Hirnrissig - Die 20,5 größten Neuromythen - und wie unser Gehirn wirklich tickt

Henning Beck

Hirnrissig

Die 20,5 größten Neuromythen - und wie unser Gehirn wirklich tickt

2014

272 Seiten

Format: ePUB

E-Book: €  9,99

E-Book kaufen

E-Book kaufen

ISBN: 9783446440661

 

Mythos n° 2

Wird es primitiv, denken wir mit dem Reptiliengehirn

Wofür brauchen wir überhaupt ein Gehirn? Die Frage klingt banal, doch zumindest die Populärwissenschaft hat ein paar ziemlich eingängige Antworten darauf: Wenn unser Handeln ganz besonders „primitiv“ wird, soll unser Stammhirn anspringen: Niedere Triebe, dumpfes Vor-sich-hin-Vegetieren, RTL2-Schauen, das seien seine Kernkompetenzen. Der neurobiologische Sitz unserer steinzeitmäßigen Verhaltensmuster, die sich im Wettstreit mit unserer Vernunft befänden.

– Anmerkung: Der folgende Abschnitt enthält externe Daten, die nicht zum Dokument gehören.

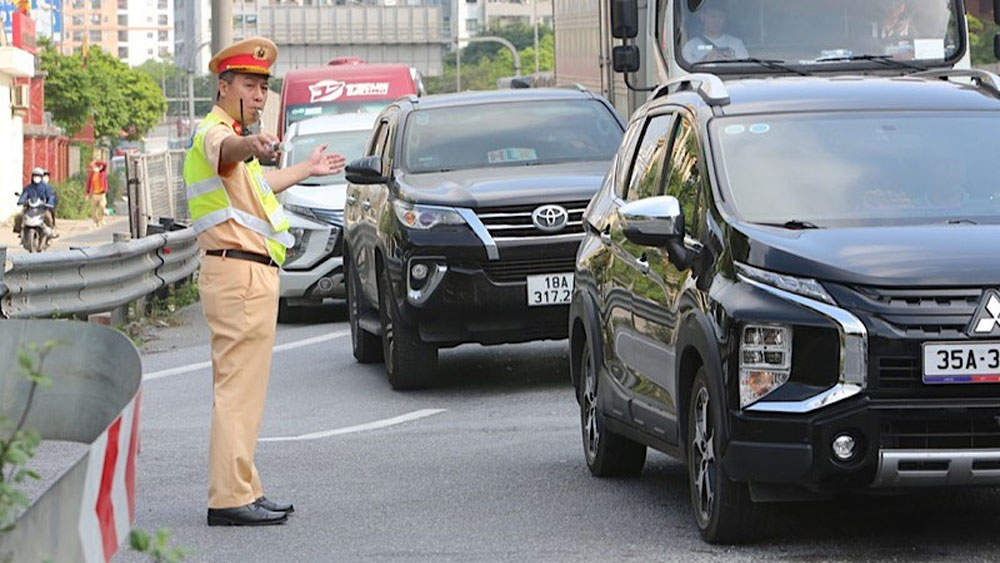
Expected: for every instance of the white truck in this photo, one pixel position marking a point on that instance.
(313, 269)
(666, 39)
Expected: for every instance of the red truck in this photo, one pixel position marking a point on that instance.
(345, 85)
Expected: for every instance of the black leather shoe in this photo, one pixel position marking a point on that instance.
(268, 504)
(249, 515)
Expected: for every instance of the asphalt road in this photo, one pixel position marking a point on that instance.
(489, 468)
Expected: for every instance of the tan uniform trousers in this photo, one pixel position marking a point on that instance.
(240, 300)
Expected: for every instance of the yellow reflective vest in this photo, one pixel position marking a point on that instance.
(209, 205)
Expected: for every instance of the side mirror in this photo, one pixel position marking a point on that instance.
(625, 58)
(654, 221)
(625, 18)
(366, 170)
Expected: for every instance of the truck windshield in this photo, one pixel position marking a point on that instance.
(305, 111)
(813, 32)
(509, 134)
(860, 169)
(349, 144)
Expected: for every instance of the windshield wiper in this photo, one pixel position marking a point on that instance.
(884, 60)
(794, 225)
(773, 64)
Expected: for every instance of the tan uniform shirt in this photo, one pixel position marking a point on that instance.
(236, 179)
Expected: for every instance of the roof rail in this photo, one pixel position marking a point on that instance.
(981, 78)
(710, 87)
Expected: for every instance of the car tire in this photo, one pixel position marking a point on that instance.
(288, 314)
(410, 363)
(723, 510)
(607, 454)
(366, 346)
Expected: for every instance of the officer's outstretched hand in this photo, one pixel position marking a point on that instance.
(263, 146)
(323, 164)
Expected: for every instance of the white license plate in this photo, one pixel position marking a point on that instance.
(550, 289)
(962, 362)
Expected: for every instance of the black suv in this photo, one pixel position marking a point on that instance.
(792, 285)
(463, 219)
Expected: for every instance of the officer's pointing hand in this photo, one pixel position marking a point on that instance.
(323, 164)
(262, 145)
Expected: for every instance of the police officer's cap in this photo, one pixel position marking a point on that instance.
(255, 55)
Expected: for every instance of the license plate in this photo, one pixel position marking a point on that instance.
(962, 362)
(550, 289)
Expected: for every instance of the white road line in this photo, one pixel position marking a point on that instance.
(359, 428)
(280, 348)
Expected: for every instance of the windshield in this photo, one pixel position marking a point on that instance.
(305, 111)
(509, 134)
(710, 32)
(349, 144)
(861, 169)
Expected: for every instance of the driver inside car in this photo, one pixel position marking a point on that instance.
(713, 44)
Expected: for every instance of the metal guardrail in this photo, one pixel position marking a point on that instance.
(96, 279)
(94, 399)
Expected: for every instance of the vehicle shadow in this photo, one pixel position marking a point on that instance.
(918, 525)
(332, 312)
(500, 369)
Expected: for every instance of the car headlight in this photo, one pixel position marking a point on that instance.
(765, 361)
(424, 217)
(805, 287)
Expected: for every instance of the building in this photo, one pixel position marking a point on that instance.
(133, 30)
(470, 17)
(15, 64)
(193, 25)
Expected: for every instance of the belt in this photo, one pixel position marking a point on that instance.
(240, 255)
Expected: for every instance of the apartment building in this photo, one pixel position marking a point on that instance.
(133, 30)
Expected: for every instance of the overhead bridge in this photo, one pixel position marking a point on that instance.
(312, 35)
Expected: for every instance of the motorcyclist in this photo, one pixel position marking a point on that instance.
(38, 189)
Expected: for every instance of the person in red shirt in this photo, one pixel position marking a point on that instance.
(97, 190)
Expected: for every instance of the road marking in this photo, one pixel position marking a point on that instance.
(280, 348)
(359, 428)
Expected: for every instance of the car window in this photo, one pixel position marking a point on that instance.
(624, 158)
(684, 176)
(646, 179)
(378, 139)
(509, 134)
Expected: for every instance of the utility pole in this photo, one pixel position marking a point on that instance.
(222, 24)
(534, 19)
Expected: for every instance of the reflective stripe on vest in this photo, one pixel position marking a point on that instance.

Um es noch eingängiger zu machen, nennt man das Stammhirn auch gerne „Reptiliengehirn“ – ein Überbleibsel der Evolution, unverändert seit Millionen von Jahren mit der einzigen Aufgabe, unser Großhirn dabei zu stören, wenn mal was Sinnvolles gedacht werden soll: Männer beim Fußballschauen, Frauen beim Schuhekaufen (Vorsicht, Klischees! Denen widme ich in Kürze ein eigenes Kapitel.) – da hat ein vernünftiges Großhirn keine Chance, das Reptiliengehirn übernimmt das Sagen. Genauso wie bei Instinktreaktionen (Flucht oder Kampf), Macho-Gehabe oder Zickereien: Großhirn aus, Reptiliengehirn an – und schon handeln wir genauso wie unsere Vorfahren aus der Steinzeit.

Nicht alles an unserem Gehirn hat also einen guten Ruf. Das trifft auch auf das Kleinhirn zu. Wie das auch schon klingt: ein „kleines Gehirn“, das Arme. Was soll man damit schon groß anstellen können? Sein großer Bruder, das tolle Großhirn, hat hingegen den Laden im Griff und sorgt für unsere geistigen Höhenflüge. Darüber hinaus soll es noch zwei weitere „Gehirne“ geben, ein Mittelhirn und ein Zwischenhirn, die (der Name sagt es schon) irgendwo dazwischen liegen sollen.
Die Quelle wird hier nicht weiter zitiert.